Working woe: Sick kids, few options

Working parents may recognize the scenario: it's the morning of an important meeting, and you're racing to get everyone out the door on time, when suddenly little Johnny comes into the kitchen looking green. "Mooooom," he moans, "I don't feel we...."

Suddenly you're trying to keep your head above a giant lagoon of complications. The only thing bigger than this quagmire is the one you'll be in when you don't show up for work. What to do?

If a new business has its way, that quagmire will be a thing of the past.

"We're looking to come into Charlottesville," says Gail Johnson, founder of Rainbow Station, a Richmond daycare that also offers the Get Well Place for mild or chronically ill children. Johnson says limited real estate and high land prices in Charlottesville have slowed her process, but she plans to keep looking for the right person to open a Charlottesville Rainbow Station franchise, which requires a two-acre lot and a $75,000 initial investment.

Having sick-kid care in town would be "awesome," says aerospace engineer Peggie Menzies, mother of two, whose USAir-pilot husband, Hank Helmen, is often out of town.

"A truly sick kid who just wants mom is one thing," says Menzies. "But when the illness takes you out of work for a week, and you get only two weeks of vacation, you're done. And if you have two kids, forget it!"
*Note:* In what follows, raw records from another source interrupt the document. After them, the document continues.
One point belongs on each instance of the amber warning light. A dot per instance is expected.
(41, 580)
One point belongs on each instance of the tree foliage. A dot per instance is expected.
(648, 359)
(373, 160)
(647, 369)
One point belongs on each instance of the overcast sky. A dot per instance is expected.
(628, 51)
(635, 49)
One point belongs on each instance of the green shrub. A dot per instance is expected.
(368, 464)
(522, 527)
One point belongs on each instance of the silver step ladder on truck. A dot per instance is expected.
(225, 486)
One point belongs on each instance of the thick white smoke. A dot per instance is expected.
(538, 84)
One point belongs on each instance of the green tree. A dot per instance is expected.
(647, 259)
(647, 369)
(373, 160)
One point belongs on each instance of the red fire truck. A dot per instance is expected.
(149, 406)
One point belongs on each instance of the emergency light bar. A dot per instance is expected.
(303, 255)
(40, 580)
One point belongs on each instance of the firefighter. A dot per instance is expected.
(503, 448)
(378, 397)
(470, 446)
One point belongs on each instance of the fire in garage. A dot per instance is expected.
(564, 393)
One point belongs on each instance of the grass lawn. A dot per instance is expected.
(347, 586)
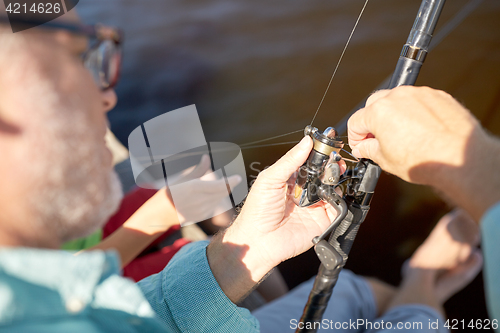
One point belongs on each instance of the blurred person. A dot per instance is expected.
(197, 291)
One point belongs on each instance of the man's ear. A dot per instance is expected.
(6, 128)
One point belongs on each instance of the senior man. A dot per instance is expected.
(57, 184)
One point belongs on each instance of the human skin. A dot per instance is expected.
(269, 229)
(51, 59)
(42, 85)
(425, 136)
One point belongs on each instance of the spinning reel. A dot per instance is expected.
(317, 180)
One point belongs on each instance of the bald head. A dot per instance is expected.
(56, 172)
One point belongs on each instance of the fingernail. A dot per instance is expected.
(304, 143)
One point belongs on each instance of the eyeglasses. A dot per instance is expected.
(104, 56)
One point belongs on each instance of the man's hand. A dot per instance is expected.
(269, 229)
(425, 136)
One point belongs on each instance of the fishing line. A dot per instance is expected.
(271, 138)
(468, 8)
(338, 64)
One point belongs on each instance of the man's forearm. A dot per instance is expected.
(235, 264)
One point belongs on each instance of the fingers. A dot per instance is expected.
(376, 96)
(281, 171)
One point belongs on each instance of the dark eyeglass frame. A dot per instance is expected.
(99, 32)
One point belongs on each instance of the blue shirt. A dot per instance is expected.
(54, 291)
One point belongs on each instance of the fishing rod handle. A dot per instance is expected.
(326, 279)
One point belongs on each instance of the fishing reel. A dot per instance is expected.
(317, 180)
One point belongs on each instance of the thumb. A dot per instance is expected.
(368, 148)
(288, 164)
(234, 180)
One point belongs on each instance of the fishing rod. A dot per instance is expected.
(319, 177)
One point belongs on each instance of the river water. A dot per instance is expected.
(257, 69)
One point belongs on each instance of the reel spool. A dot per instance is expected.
(321, 167)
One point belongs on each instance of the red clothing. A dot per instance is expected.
(151, 260)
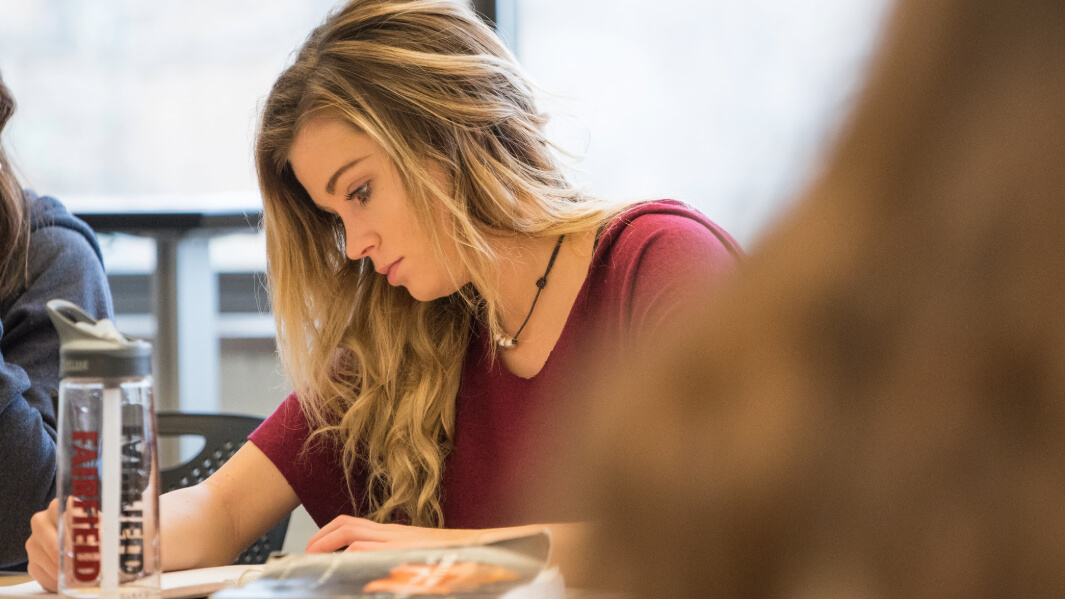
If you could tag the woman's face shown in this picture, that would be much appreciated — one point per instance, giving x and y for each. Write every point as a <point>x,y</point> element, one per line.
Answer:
<point>347,174</point>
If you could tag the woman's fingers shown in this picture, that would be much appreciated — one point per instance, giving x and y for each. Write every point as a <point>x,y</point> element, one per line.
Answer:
<point>42,548</point>
<point>44,578</point>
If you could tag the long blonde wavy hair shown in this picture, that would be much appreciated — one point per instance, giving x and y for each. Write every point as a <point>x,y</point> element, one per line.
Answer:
<point>14,213</point>
<point>375,370</point>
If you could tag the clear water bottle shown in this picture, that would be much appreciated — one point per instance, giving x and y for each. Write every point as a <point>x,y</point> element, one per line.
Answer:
<point>108,464</point>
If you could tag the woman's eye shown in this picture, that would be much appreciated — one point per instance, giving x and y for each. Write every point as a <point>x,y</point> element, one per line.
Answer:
<point>362,193</point>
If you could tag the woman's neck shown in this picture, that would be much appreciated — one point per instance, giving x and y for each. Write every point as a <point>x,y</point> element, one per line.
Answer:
<point>524,261</point>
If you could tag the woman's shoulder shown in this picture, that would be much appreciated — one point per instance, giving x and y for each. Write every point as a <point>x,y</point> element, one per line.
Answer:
<point>664,225</point>
<point>54,229</point>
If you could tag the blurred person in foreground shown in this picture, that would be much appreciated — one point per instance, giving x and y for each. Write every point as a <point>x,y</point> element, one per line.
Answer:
<point>877,406</point>
<point>45,253</point>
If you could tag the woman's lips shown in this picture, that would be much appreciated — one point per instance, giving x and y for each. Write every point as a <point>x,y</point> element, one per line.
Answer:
<point>391,272</point>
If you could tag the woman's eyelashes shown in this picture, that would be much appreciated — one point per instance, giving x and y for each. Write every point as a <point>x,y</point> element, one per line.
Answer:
<point>361,193</point>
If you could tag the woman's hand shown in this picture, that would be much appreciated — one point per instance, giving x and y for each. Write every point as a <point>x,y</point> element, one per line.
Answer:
<point>359,534</point>
<point>43,547</point>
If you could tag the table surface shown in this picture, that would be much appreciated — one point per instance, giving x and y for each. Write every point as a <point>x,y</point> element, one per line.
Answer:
<point>7,579</point>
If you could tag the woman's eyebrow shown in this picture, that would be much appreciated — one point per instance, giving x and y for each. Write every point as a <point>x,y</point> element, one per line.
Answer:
<point>331,185</point>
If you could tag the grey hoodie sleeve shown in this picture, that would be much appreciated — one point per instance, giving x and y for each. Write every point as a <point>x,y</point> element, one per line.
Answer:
<point>63,263</point>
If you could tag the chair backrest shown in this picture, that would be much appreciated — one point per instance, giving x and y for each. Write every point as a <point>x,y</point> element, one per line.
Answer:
<point>223,435</point>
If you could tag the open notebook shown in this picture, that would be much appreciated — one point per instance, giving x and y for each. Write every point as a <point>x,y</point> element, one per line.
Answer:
<point>176,585</point>
<point>510,568</point>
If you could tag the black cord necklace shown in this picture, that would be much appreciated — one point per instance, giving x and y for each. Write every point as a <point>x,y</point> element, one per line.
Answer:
<point>507,342</point>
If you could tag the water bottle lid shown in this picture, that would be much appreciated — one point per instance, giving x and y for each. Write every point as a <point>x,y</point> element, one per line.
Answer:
<point>89,347</point>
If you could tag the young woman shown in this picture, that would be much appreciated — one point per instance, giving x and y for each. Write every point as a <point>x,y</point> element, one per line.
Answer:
<point>45,253</point>
<point>436,282</point>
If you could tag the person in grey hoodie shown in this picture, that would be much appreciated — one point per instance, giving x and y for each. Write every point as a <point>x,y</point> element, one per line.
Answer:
<point>45,253</point>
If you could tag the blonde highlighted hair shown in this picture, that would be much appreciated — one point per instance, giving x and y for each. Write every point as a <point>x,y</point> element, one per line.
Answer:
<point>14,213</point>
<point>375,370</point>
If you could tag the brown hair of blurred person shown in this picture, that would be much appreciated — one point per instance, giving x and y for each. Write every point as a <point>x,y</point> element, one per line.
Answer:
<point>14,213</point>
<point>877,408</point>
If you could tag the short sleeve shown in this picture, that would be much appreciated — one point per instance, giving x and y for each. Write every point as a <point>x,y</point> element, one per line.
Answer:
<point>670,263</point>
<point>313,470</point>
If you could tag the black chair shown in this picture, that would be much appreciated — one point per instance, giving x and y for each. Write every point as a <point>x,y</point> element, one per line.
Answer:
<point>223,434</point>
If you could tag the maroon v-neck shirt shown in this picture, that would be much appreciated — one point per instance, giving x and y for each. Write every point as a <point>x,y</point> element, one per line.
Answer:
<point>651,261</point>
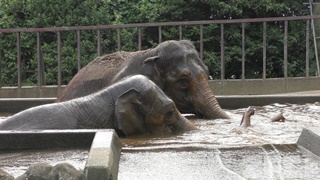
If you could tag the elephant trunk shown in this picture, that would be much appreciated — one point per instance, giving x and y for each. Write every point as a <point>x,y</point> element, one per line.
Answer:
<point>206,103</point>
<point>182,124</point>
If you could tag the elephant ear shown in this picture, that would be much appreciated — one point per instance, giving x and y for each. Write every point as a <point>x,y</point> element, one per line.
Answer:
<point>128,117</point>
<point>151,70</point>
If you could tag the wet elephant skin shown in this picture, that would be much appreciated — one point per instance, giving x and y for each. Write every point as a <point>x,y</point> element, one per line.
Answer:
<point>132,106</point>
<point>174,66</point>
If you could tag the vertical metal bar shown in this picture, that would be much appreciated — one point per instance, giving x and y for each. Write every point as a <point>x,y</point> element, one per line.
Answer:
<point>19,59</point>
<point>264,75</point>
<point>0,61</point>
<point>285,50</point>
<point>243,51</point>
<point>79,50</point>
<point>307,47</point>
<point>119,39</point>
<point>99,43</point>
<point>40,80</point>
<point>59,59</point>
<point>180,32</point>
<point>139,38</point>
<point>160,34</point>
<point>201,42</point>
<point>314,39</point>
<point>222,68</point>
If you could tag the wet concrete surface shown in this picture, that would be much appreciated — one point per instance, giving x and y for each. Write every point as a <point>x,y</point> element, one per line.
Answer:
<point>220,149</point>
<point>223,150</point>
<point>249,162</point>
<point>17,162</point>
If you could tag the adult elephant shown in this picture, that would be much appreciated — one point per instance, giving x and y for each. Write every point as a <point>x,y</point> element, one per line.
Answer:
<point>132,106</point>
<point>174,66</point>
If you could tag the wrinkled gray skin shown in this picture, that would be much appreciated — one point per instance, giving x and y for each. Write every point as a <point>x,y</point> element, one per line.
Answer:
<point>132,106</point>
<point>174,66</point>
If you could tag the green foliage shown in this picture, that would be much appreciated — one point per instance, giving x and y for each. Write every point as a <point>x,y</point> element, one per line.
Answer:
<point>58,13</point>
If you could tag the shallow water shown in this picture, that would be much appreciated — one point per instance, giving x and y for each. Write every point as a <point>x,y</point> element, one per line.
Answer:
<point>220,149</point>
<point>16,163</point>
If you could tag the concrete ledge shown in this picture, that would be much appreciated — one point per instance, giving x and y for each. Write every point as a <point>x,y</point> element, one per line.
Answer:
<point>14,105</point>
<point>46,139</point>
<point>310,139</point>
<point>104,157</point>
The concept of sick care already exists in Charlottesville– but it's not available to everyone. At the Malcolm W. Cole Child Care Center at UVA, open only to children of UVA Medical Center employees, a registered nurse is on staff to care for children with fevers under 104.

Unlike the Cole Center, however, Rainbow Station doesn't limit its sick care to children also enrolled in its regular daycare. Parents can pre-register their children, ages 0 to 14, at the Rainbow Station Get Well Place for $25, and then, when they need it, pay $60 for a day of care.
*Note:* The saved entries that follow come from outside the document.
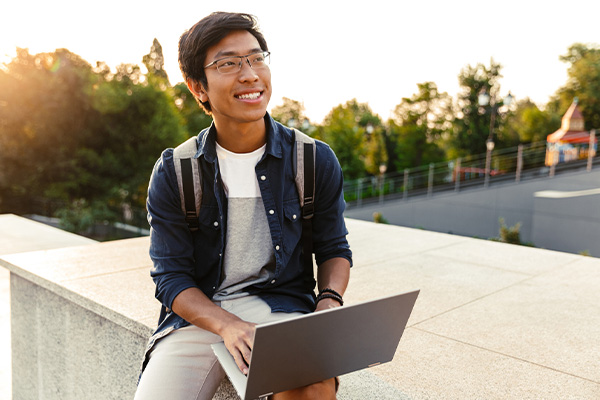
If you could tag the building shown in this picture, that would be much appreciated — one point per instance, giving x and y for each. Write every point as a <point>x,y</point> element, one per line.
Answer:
<point>571,142</point>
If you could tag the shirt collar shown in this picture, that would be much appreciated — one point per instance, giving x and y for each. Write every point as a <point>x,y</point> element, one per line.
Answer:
<point>207,140</point>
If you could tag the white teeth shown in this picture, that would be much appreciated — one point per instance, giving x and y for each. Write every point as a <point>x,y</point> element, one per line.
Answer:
<point>249,96</point>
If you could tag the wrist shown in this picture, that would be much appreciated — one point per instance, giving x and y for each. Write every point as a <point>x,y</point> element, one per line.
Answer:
<point>330,295</point>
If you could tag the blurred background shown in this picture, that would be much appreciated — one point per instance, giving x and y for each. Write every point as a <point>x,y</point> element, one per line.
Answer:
<point>90,94</point>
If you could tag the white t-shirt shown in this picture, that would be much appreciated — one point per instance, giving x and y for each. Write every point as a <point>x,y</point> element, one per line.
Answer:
<point>249,256</point>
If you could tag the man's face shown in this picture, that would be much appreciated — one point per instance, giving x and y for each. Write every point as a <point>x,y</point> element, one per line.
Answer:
<point>242,96</point>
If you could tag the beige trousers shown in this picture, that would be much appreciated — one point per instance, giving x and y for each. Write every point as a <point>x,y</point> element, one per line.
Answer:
<point>182,365</point>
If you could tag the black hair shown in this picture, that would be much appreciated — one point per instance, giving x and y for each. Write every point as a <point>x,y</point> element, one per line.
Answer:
<point>210,30</point>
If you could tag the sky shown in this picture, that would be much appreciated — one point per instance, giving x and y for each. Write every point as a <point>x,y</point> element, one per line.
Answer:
<point>326,52</point>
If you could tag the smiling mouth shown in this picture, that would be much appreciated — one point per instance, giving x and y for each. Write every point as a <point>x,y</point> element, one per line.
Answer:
<point>249,96</point>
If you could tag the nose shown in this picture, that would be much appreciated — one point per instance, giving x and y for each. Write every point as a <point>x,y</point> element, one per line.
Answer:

Children are divided into four areas– one for sniffles, one for stomach ailments, one for highly contagious diseases such as pink-eye or strep throat, and one for children recuperating from an injury or surgery.
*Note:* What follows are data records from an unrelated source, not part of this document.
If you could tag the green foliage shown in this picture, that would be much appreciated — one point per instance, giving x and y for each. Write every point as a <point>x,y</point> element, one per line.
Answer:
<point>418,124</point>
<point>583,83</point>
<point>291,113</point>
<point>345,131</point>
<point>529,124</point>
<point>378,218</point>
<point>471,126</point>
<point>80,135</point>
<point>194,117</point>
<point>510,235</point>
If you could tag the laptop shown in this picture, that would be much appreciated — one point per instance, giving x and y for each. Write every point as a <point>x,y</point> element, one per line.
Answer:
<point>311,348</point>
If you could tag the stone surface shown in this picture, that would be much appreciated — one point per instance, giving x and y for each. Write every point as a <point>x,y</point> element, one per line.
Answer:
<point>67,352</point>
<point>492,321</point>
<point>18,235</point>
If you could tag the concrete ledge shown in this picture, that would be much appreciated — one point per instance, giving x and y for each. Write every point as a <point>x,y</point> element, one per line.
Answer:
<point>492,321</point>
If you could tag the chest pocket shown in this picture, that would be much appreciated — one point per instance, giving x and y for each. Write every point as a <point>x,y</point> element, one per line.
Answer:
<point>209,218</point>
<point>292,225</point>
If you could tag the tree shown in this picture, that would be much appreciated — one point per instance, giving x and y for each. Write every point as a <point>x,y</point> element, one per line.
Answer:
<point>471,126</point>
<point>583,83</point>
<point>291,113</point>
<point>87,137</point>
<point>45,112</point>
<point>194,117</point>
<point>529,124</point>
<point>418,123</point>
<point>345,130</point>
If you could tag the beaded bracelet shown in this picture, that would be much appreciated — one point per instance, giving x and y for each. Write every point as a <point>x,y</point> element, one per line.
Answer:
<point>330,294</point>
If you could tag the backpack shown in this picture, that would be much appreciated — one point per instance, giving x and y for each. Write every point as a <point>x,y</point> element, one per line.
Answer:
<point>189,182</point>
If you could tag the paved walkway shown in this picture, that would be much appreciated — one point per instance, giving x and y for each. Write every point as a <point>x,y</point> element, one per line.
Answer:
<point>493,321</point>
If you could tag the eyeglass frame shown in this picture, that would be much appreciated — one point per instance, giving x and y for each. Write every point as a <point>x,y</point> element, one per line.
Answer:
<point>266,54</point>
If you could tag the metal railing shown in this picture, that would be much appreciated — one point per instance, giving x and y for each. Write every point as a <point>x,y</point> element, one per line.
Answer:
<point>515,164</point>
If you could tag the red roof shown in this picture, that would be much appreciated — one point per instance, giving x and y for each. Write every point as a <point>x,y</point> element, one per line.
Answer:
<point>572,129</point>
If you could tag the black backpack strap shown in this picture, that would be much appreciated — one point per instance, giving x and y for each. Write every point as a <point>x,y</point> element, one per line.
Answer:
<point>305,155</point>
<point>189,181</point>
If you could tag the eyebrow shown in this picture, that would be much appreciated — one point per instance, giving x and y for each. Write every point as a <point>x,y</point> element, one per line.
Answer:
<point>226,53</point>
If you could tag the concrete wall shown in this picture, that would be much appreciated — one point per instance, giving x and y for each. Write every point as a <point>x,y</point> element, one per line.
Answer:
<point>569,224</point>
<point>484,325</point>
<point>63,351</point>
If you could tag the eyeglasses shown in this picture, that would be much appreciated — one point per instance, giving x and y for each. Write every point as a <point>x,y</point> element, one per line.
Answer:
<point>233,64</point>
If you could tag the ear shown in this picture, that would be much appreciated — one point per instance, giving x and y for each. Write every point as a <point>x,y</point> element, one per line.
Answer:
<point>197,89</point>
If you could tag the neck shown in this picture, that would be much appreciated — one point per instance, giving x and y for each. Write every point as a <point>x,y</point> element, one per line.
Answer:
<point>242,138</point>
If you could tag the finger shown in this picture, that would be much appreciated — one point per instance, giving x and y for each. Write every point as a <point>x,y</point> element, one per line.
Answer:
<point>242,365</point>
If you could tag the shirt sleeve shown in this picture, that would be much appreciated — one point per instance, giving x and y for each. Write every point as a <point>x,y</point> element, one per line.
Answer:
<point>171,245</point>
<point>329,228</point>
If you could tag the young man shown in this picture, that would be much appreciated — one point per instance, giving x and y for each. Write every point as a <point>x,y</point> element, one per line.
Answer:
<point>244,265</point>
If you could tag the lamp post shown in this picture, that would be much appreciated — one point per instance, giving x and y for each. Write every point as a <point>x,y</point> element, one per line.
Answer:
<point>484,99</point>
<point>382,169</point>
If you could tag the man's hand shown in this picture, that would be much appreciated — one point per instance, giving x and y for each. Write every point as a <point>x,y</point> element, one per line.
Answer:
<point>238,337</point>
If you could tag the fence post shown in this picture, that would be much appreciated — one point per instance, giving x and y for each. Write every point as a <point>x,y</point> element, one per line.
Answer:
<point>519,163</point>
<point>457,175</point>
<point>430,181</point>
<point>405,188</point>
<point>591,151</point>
The ventilation system for the sick care area is separate from the ventilation for the daycare, and double doors between the two areas provide extra protection against anything airborne. In the "highly contagious" area, a separate entrance minimizes contact between sick and not-quite-as-sick kids.

While a new daycare center would bring competition, some local daycare providers say they'd be happy to have Rainbow Station come to town.

"I think it's a good idea," says Margaret Leckrone, owner of Foundations Child Development Center. When Foundations moved from Route 29N to Berkmar Drive, Leckrone says, she wanted to add a sick room.

"Had we not filled up as quickly as we did," she says, "we were definitely considering doing that."

She says most of the parents she works with have a support network of family and friends who can step in to help, but she acknowledges that a sick child can be very difficult for working parents.

"A lot of people work paycheck to paycheck," she says. "It's hard on the people who don't have family and can't take time off."

For Menzies, who's preparing to send her older child, William, off to kindergarten, a new school year means a whole round of new germs. And she says there's only one thing she can count on.

"The more important the meeting," she jokes, "the sicker your kid gets."